A state-backed program that for decades has helped school districts get the lowest interest rates possible on bonds and keep their credit scores high has reached its debt limit — and it could cost taxpayers millions of dollars.
Texas’ Permanent School Fund promises lenders who buy bonds from a school district that the state will pay them back if the district can’t. But it can only vouch for so much debt.
The IRS, which has jurisdiction over tax-exempt municipal bonds, has set that limit at about $117 billion — and it was reached in December. Since then, at least 49 school and charter districts that asked the PSF to back their debt were denied due to insufficient capacity, resulting in more than $6.87 billion in unguaranteed bonds.
PSF’s communications director, Carolyn Perez, said the bond guarantee program will operate at very limited capacity for now, though it might be able to take on more bonds as other schools already in the program pay off their debts.
The program previously reached its debt limit in 2009 as the state’s growing population and student enrollment led schools to issue more bonds for renewing decades-old buildings and erecting new ones. The IRS updated the program’s debt limit later that year, but not before school districts were forced to pay higher interest rates on their bond debt for a couple of months.
Bond packages also have gotten bigger and more expensive over the last decade as construction costs keep going up and district leaders prefer to get multiple projects passed in one package so as not to have to go back and ask taxpayers for more money.
Perez said the Texas Education Agency and PSF have been working with members of Congress to increase the debt limit either through legislation or through an IRS action.
U.S. Reps. Lloyd Doggett, D-Austin, and Jodey C. Arrington, R-Lubbock, filed House Resolution 32, which would eliminate a limit on the bond program.
“Without a corrective course, we’re currently barreling toward sinking hundreds of millions of education dollars into needlessly high financing costs,” Doggett said.
But while Congress determines the fate of the bill, Texas school officials will have to decide whether to delay their bonds or continue their projects at higher interest rates — potentially having to raise property taxes.

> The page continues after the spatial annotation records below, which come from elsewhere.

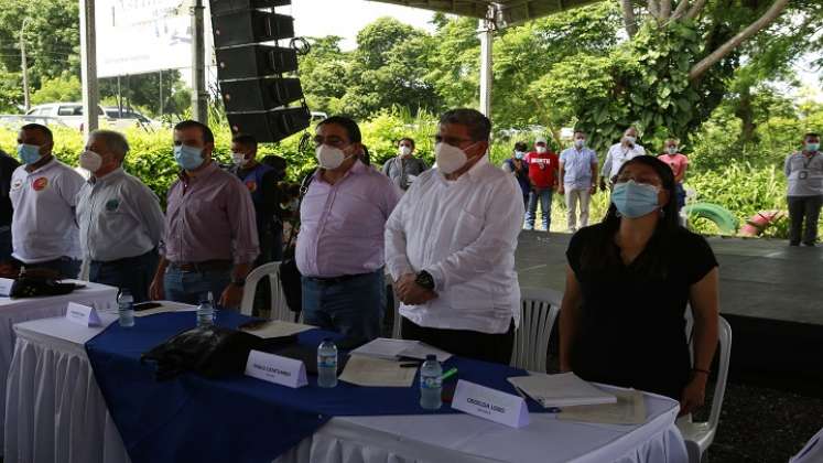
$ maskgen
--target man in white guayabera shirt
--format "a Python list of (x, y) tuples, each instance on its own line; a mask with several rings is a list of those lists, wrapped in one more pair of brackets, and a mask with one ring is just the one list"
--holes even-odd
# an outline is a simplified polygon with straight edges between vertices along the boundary
[(490, 130), (474, 109), (441, 117), (437, 166), (386, 224), (386, 265), (404, 338), (506, 364), (520, 322), (515, 249), (523, 202), (515, 177), (488, 162)]

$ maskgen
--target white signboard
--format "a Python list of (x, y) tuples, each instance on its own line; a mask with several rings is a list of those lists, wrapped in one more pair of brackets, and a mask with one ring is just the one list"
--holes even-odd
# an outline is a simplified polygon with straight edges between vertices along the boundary
[[(212, 21), (203, 3), (208, 65)], [(95, 7), (98, 77), (192, 66), (191, 0), (96, 0)]]

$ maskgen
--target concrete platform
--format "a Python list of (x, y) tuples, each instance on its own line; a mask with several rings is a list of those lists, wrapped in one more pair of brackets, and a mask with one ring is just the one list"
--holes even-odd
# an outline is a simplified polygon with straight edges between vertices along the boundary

In the Austin Independent School District, voters approved a $2.44 billion bond package last year to update infrastructure across several campuses. The district was denied from the PSF’s guarantee program in November but sold about $600 million of its bond debt in January anyway because construction costs continue to go up and the district could not afford to delay its projects, Chief Financial Officer Ed Ramos said.
Ramos estimates the district will pay an additional $20 million in interest that could’ve been avoided through the PSF’s program.
In Seguin ISD, voters approved a $131 million bond project last year. The district couldn’t get $40 million worth of bonds guaranteed through the PSF, Superintendent Matthew Gutierrez said.
Seguin ISD had promised taxpayers that the bond package would raise the property tax rate by only 2 cents. Now district leaders have to decide whether to sell their bonds in March without the PSF’s bond guarantee — and potentially raise the tax rate even higher — or wait to see if the limit is raised again, at the risk of construction costs going up.
The district could also cancel some projects to keep the tax rate as promised.
“We’re hoping that something will happen here very soon so that we aren’t impacted,” he said. “It would be really unfortunate to have to think about scaling down the scope of the projects.”